Chaque tenue, doit être en premier lieu un allumage des feux intérieurs.

Sans développer ces thèmes, nous possédons une multitude de lumières qui peuvent éclairer notre miroir : Les trois grandes lumières dont nous avons déjà parlé, le delta lumineux, les trois piliers Force-Beauté-Sagesse, le V\ M\ et les deux Surv\ et la puissant lumière de midi, à laquelle nous commençons nos travaux.
Mais à côté de ces miroirs d’ouverture, d’Amour et de fraternité, il existe de petits miroirs fermés, égoïstes. Le mythe de Narcisse nous en donne l’exemple.
Dans le refus de partager son amour, dans le refus de recevoir de l’amour, il y a - au bout, derrière le miroir - la mort.
L’égocentrisme, l’amour exclusif de soi-même, l’autosatisfaction, le mépris génèrent la mort.
Narcisse est mort noyé, englouti, dévoré de cet amour exclusif, réflexif qu’il avait de lui-même.
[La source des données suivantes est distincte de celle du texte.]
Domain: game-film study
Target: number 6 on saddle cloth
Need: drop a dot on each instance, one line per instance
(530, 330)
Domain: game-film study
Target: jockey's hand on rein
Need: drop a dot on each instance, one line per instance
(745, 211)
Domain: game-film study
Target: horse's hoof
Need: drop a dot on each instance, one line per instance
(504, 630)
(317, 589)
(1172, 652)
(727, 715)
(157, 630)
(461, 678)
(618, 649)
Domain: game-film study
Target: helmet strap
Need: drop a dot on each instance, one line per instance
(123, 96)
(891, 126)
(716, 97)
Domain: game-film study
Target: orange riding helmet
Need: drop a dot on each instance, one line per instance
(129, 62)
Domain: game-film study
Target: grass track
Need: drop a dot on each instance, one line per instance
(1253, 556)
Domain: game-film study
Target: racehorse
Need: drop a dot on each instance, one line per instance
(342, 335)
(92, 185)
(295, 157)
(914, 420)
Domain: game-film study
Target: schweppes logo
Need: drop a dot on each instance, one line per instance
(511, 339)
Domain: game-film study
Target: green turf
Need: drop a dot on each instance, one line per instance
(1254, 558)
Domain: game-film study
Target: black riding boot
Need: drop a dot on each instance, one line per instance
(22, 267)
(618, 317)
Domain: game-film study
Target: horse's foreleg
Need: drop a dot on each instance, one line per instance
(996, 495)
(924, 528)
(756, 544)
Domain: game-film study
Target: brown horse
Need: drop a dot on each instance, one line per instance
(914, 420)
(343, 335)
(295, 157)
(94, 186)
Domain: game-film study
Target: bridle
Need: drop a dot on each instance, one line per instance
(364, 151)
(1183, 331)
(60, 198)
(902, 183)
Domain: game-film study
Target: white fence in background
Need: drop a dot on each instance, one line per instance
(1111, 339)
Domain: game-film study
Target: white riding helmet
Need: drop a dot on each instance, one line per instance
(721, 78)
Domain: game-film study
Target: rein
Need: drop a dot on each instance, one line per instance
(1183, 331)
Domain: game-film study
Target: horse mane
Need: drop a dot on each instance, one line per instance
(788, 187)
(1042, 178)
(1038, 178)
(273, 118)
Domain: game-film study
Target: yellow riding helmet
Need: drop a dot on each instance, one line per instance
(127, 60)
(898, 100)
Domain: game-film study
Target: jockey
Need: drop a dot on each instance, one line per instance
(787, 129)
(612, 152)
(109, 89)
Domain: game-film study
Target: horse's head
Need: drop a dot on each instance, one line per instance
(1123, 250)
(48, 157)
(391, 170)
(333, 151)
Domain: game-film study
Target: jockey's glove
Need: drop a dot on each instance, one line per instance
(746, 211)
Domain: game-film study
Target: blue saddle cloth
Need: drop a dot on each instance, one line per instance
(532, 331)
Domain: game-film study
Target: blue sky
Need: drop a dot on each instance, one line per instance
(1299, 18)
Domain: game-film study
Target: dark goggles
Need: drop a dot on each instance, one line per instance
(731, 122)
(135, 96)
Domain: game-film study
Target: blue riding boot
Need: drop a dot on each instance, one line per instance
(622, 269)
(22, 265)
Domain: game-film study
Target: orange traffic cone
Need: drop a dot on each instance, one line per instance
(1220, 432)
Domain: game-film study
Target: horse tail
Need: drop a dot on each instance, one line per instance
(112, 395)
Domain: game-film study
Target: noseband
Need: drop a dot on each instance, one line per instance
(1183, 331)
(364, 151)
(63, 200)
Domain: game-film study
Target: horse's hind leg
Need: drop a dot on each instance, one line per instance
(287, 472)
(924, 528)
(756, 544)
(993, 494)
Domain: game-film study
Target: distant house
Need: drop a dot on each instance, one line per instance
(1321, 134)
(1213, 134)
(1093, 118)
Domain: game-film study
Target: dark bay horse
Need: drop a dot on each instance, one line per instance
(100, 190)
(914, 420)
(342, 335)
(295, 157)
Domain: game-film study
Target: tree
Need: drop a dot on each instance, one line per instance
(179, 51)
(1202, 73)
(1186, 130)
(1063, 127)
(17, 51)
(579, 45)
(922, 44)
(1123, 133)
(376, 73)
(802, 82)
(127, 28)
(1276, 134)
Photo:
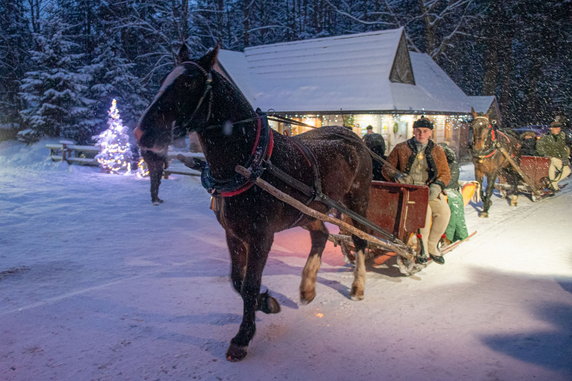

Le miroir devient alors carnassier et tue par la bouche même de celui qui se regarde.
Il est facile d’en faire l’expérience.
Essayez d’embrasser votre image dans le miroir. Vous ne pourrez ni embrasser votre front, ni votre joue, ni rien d’autre. Vous ne pourrez embrasser que votre bouche.
Lèvres contre lèvres, la morsure sera mortelle. La mort est derrière le miroir.
On meurt peut-être de s’être trop aimé pendant une vie.

Le miroir est peut-être alors le lieu de passage d’un monde à l’autre, d’un état à l’autre ?
Y a t-il un miroir derrière le miroir ?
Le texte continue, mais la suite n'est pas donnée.